TechAfter 80 years, a missing soldier has finally been found

After 80 years, a missing soldier has finally been found

Lieutenant Gene F. Walker
Lieutenant Gene F. Walker
Images source: © DPAA, Wikimedia Commons
ed. NGA

6:32 PM EST, November 29, 2023

A soldier presumed missing since 1944 has been identified by The Defense POW/MIA Accounting Agency. The man took part in battles in Germany as the commander of a M4 Sherman tank, according to the BBC.

Lieutenant Gene F Walker served during World War II, chiefly near the Belgium border, where he led a M4 Sherman tank (manufactured between 1942 and 1945 with almost 50,000 units produced). In the fights during November 1944, the lieutenant's tank, then 27, was struck by an anti-tank shell.

The assault on the American tank ignited a fire from which all crew members escaped, aside from Walker who was left inside.

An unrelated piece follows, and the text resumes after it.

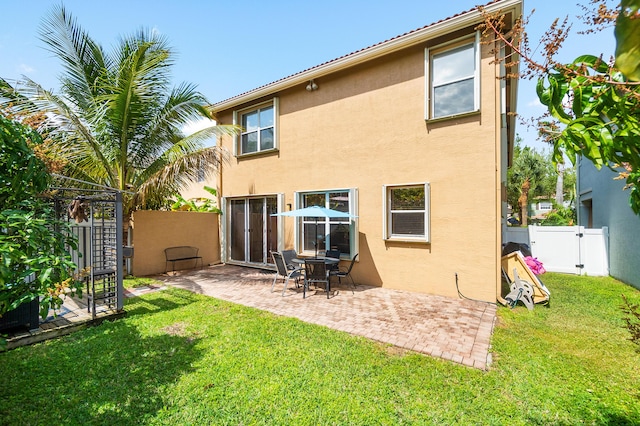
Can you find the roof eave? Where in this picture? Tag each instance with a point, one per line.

It is assumed that the soldier died on the spot, states the Defense POW/MIA Accounting Agency. Since then, the identification of Walker's remains proved impossible.

He went unfound for almost 80 years

A similar discovery was made recently by people from the Cranfield University in America, who unearthed the remains of a B-25 bomber pilot in Sicily thought missing since 1943. This time, the specialists were able to identify the American tank commander. But how was this performed?

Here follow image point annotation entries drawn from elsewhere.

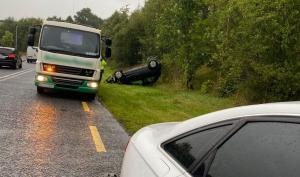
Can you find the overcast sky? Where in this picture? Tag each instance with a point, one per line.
(61, 8)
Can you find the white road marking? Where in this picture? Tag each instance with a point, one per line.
(11, 76)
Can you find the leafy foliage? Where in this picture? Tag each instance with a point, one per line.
(252, 45)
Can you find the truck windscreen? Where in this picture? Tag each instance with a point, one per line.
(70, 41)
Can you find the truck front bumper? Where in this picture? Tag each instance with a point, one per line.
(61, 83)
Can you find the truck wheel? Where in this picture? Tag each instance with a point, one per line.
(40, 90)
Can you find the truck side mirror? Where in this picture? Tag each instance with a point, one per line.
(108, 42)
(31, 36)
(107, 52)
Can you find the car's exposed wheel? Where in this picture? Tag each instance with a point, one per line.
(153, 64)
(40, 90)
(119, 75)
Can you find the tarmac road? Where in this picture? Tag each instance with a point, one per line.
(54, 134)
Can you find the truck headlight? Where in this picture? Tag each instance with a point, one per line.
(92, 84)
(41, 78)
(48, 67)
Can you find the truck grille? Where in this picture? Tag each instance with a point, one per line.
(72, 70)
(67, 82)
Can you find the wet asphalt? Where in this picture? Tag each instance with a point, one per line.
(49, 134)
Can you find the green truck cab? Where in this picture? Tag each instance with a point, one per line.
(68, 57)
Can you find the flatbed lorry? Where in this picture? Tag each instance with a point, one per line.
(68, 57)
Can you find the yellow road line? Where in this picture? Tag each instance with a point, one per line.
(85, 107)
(97, 139)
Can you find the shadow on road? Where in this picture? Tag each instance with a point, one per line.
(66, 95)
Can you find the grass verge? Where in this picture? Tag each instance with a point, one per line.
(137, 106)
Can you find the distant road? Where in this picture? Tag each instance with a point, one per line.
(54, 134)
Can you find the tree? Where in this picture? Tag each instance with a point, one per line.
(86, 17)
(69, 19)
(7, 39)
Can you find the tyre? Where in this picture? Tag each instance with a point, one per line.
(40, 90)
(153, 64)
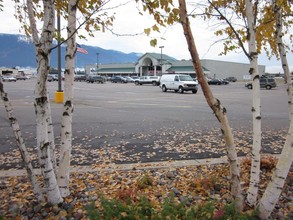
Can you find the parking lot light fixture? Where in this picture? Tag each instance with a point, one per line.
(161, 61)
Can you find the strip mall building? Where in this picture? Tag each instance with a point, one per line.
(156, 64)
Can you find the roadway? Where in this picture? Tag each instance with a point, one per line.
(123, 123)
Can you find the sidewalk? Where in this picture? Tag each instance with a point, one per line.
(133, 166)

The newest technology in anthropology and DNA recognition played a significant role in identifying the lieutenant's remains. Historians from the American agency spotted traces of the soldier's remains in Belgium - in one of the cemeteries (Henri-Chapelle), a man extracted from a charred American tank was interred. This triggered in-depth analysis.

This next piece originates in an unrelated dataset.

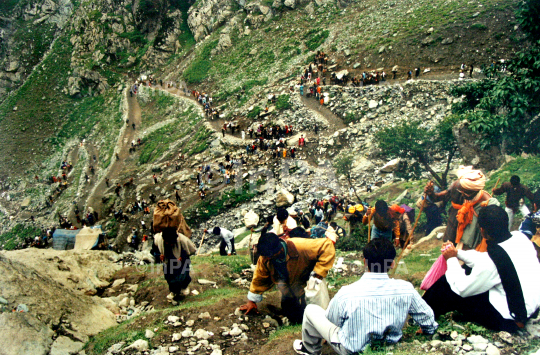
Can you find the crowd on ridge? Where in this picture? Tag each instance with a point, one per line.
(495, 287)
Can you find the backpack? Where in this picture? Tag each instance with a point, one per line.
(319, 230)
(410, 212)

Scientists opted to inspect the body. Following this, an anthropological examination was undertaken, using, among other things, mitochondrial DNA (mDNA). This form of genetic material is typically used in genetics, forensics, and genealogy. In this situation, the hyper-variable regions of mDNA, which are parts of the genome with a high variability in humans, were employed.

The DPAA indicates that tens of thousands of remains of American soldiers presumed missing, still exist around the globe. Thus, the agency is pursuing more regions to identify these bodies.